Tseten Samdup Chhoekyapa is a former official of the Tibetan Government in Exile. He served as the Representative of the Dalai Lama and the Tibetan Government in Exile in Geneva from March 2008 to September 2014, and in Brussels from October 2014 to March 2016. He also worked at the Office of Tibet in London from 1990 to 2000. He has previously worked for the Tibetan exile government in Dharamsala, India before travelling to USA in 1990 for his post graduate studies.

The Tibet Bureau in Geneva was responsible for Central and Eastern Europe, as well as for the United Nations in Geneva, while the Bureau du Tibet in Brussels was primarily responsible for the European Union and the European Parliament in Belgium.
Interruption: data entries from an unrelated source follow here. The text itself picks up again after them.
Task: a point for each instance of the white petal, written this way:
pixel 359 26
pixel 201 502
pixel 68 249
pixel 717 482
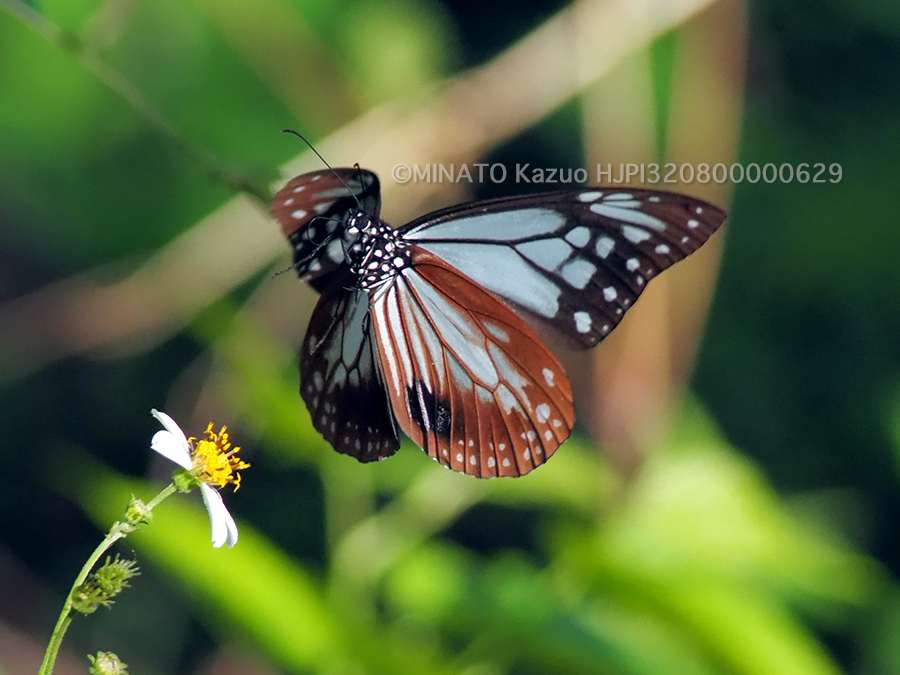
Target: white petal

Born in a refugee camp in the Himalayas after his parents escaped Tibet in 1959 following the annexation of Tibet by the People's Republic of China.

He is a graduate of Columbia University in New York, where he attended the Graduate School of Journalism.

He is a board member of the Gaden Phodrang Trust in India and the Gaden Phodrang Foundation of the Dalai Lama in Switzerland, as well as a founding signatory of the Prague Declaration on European Conscience and Communism.

Since April 2016, he has been based in Dharamsala, India, where he serves as one of the Secretaries to His Holiness the Dalai Lama.